High-cost lender TMX Finance and its affiliates TitleMax, TitleBucks, and InstaLoan have collectively disclosed a data breach affecting nearly five million customers, according to a data breach notification publicized by the Maine State Attorney General.  

TMX is a public financial services company that provides high-cost loans to individuals and primarily specializes in auto title loans. The business has more than 950 stores across 15 states in the United States.  

According to the notice, the company discovered a cyberattack on February 13, 2023, but further investigation revealed that hackers had breached the system in early December 2022, according to a sample breach notification letter sent to affected customers on Thursday.

"On March 1, 2023, the investigation confirmed that information may have been acquired between February 3, 2023 -- February 14, 2023," the letter stated.  

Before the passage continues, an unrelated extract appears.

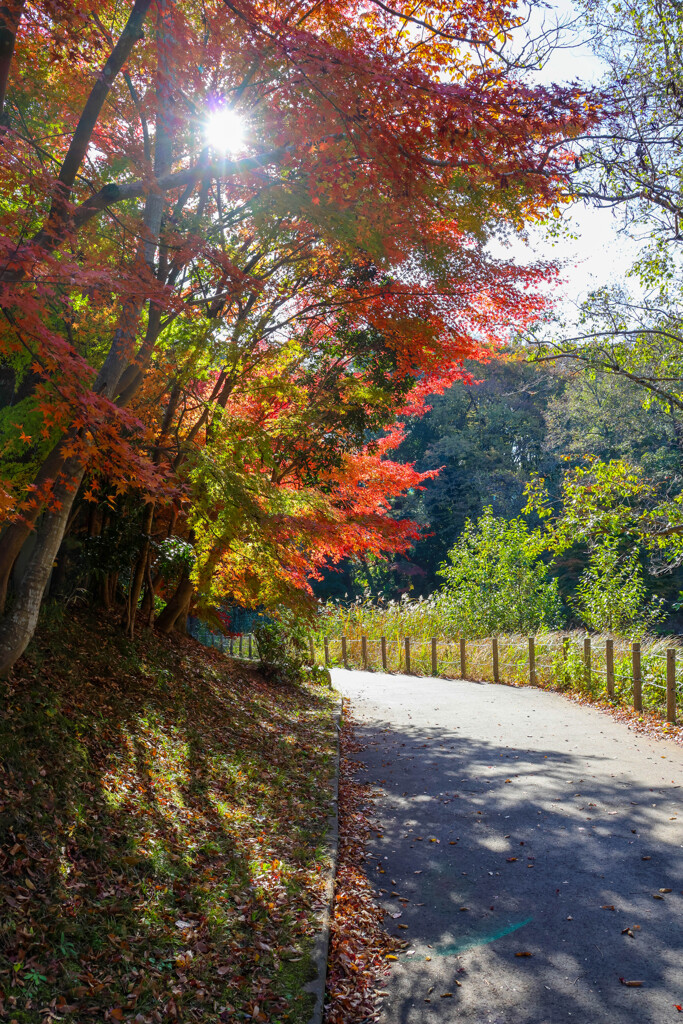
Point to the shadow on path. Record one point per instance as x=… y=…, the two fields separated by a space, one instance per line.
x=500 y=848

The hackers stole 4,822,580 customers' personal information, including their names, dates of birth, passport numbers, driver's license numbers, federal and state identification card numbers, tax identification numbers, social security numbers, and financial account information.  

"We promptly began a review of potentially affected files to determine what information may have been involved in this incident. We notified the FBI but have not delayed this notification for any law enforcement investigation," the company said.  

The company claims that the incident has been contained.  

SC Media has reached out to the TMX Finance for more information about attack and whether a ransom payment was made.  

As the company continues investigating the incident, it has offered customers 12-month complimentary credit monitoring and identity protection services. The company added that it has implemented additional security features, such as additional endpoint protection and monitoring, while resetting all employee passwords.